26A l’heure où l’on assiste à un certain nombre de retours à des positions modernes dont la postmodernité avait toujours voulu se défaire (cet ironique emploi du passé est de l’auteur), A Singular Modernity entend offrir une « analyse idéologique », non pas tant du concept de modernité, que du mot lui-même : Jameson souhaite avant tout déterminer ses usages possibles, en dévoiler les présupposés idéologiques, en énoncer les « maximes », plutôt que livrer une version supplémentaire de ce qu’il serait censé désigner.

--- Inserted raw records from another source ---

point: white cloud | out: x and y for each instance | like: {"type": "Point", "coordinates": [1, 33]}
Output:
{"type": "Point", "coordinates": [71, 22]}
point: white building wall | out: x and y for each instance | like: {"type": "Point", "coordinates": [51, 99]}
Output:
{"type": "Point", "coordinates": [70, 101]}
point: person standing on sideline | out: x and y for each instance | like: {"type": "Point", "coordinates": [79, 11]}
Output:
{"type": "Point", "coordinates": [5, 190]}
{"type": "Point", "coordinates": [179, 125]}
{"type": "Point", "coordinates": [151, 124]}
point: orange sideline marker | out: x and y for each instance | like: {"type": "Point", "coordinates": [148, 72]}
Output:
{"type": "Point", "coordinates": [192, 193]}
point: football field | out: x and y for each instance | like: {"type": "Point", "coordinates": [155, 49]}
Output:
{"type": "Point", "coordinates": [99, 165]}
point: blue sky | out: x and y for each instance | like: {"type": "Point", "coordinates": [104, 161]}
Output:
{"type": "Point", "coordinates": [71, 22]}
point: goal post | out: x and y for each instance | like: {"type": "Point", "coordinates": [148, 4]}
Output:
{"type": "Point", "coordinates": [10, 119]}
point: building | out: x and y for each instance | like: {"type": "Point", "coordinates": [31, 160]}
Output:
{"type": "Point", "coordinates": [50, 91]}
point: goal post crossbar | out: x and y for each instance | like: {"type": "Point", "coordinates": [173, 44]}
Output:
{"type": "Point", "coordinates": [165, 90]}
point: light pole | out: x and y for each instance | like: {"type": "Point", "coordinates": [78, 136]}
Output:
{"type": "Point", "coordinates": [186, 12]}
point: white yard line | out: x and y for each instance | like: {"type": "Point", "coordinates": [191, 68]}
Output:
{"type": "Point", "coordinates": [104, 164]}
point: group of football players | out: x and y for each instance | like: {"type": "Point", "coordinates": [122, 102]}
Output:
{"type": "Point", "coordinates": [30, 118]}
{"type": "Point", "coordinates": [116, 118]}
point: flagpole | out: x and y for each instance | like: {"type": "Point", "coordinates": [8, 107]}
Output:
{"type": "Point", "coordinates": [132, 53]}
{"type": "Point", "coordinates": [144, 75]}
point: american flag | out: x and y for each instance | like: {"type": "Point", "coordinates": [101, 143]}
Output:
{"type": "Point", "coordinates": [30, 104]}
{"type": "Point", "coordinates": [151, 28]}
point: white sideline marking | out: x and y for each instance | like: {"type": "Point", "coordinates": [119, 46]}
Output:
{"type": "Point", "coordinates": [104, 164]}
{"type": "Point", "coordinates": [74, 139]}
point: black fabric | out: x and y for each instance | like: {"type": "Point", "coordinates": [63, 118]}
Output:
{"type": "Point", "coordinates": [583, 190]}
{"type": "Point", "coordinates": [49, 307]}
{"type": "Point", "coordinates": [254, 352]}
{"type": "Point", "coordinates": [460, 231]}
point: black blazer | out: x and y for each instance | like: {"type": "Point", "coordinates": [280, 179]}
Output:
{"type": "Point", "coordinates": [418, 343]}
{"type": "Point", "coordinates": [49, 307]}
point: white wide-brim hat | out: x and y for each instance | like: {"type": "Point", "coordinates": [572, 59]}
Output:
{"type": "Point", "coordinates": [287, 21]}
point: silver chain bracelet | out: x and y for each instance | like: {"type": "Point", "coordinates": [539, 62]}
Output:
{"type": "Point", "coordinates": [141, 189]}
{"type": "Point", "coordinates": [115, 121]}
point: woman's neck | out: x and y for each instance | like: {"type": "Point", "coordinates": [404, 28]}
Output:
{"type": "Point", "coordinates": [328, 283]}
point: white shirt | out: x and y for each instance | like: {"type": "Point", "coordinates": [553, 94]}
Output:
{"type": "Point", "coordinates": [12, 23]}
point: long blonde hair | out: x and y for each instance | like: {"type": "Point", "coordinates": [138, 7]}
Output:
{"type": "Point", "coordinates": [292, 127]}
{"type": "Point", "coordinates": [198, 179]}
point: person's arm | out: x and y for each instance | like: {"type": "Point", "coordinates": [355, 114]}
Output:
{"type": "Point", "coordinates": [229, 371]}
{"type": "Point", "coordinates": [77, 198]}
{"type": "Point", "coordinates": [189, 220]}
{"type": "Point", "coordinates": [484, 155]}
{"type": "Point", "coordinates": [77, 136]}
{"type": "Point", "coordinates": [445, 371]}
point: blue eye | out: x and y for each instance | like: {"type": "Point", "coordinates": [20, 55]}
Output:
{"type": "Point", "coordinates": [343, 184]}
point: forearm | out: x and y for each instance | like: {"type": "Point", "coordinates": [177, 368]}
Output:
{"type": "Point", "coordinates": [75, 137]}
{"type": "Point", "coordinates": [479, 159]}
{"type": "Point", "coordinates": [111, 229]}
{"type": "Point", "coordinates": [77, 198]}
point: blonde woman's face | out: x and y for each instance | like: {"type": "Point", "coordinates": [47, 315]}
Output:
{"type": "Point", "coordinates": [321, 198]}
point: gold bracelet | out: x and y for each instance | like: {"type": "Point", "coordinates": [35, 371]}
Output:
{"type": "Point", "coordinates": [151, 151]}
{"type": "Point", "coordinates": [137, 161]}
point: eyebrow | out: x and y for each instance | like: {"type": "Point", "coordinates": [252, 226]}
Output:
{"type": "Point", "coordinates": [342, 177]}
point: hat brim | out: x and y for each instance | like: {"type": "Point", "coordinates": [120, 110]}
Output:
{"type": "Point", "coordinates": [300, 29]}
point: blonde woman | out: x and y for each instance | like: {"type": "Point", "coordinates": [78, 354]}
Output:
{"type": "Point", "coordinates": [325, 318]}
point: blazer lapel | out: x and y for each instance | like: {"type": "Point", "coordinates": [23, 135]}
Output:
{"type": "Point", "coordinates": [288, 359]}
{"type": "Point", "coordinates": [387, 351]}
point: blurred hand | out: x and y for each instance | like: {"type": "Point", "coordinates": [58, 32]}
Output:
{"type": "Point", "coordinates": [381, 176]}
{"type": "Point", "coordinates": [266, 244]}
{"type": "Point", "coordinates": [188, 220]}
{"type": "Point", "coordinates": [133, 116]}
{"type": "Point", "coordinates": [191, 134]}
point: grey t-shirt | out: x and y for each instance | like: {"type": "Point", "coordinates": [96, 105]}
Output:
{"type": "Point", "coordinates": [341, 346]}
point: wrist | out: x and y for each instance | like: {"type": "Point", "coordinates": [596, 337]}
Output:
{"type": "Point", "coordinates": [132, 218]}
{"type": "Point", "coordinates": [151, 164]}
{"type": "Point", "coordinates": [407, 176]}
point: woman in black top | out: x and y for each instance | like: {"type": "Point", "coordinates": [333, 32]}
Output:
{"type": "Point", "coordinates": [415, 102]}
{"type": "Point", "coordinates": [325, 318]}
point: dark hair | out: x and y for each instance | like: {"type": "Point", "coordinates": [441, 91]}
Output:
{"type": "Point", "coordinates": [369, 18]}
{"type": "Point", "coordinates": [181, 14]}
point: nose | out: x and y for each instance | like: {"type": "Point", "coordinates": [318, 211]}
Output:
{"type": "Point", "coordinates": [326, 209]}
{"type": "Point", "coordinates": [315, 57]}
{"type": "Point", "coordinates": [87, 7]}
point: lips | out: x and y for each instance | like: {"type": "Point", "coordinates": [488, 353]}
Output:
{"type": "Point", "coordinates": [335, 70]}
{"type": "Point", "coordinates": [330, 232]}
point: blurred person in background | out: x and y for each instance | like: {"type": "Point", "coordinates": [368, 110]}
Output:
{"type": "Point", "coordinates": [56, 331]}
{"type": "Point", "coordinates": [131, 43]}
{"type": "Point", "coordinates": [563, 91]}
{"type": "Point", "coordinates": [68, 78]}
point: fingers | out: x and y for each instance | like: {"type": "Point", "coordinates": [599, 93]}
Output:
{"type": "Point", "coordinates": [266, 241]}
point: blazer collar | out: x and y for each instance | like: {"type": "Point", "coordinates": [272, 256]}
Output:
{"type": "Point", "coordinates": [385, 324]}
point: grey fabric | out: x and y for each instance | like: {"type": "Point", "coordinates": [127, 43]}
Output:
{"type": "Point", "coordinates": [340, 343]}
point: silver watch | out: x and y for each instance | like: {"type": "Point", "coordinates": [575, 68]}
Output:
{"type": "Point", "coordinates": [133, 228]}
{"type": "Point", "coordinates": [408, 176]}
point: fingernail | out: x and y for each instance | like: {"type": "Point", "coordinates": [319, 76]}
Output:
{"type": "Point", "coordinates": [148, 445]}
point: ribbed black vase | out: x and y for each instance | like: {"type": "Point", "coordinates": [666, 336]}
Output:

27L’une des thèses centrales de l’ouvrage, qui est également un thème fétiche de l’auteur, est qu’on ne peut échapper au récit, fût-ce sous une forme implicite, qu’il y a toujours un « retour du refoulé du récit ». Aussi la modernité se voit-elle désignée comme un « trope », une « catégorie narrative », permettant de « réécrire » un certain nombre de phénomènes (et Jameson de recenser au passage quatorze versions de la modernité). L’auteur insiste donc sur la nécessité de la périodisation, dialectique de la coupure et de la continuité, dont les « abus » pourront être dénoncés par l’analyse de « modernité ». Le récit de la modernité dépasse en effet ses limites quand, pose Jameson à la suite d’une lecture époustouflante de la représentation chez Heidegger, il se fonde sur la subjectivité et les concepts qui y sont afférents (individualité, liberté). Thèse (ou « maxime ») iconoclaste, non moins que cette autre, selon laquelle la modernité « se démasque comme catégorie purement historiographique » : en d’autres termes, le récit de la modernité ne saurait porter que sur le passé, puisqu’on ne peut plus concevoir désormais la modernité qu’à l’aune de « l’hypothèse » d’une coupure postmoderne. La seconde partie, consacrée au modernisme, déploie la même structure et aboutit à une conclusion similaire : en montrant que le postmodernisme ne rompt pas, comme il le croit, avec le modernisme « classique », mais avec le modernisme « tardif » (« contingent » en ce qu’il échoue à réaliser le projet du premier, l’autonomie de l’œuvre d’art, qu’il constitue en idéologie), Jameson entend d’une part réaffirmer l’impossibilité d’un retour au modernisme, et d’autre part expliciter sous un nouvel aspect la nature du postmodernisme. Ainsi, bien que le postmoderne n’y fasse que de brèves apparitions, il traverse le livre de part en part.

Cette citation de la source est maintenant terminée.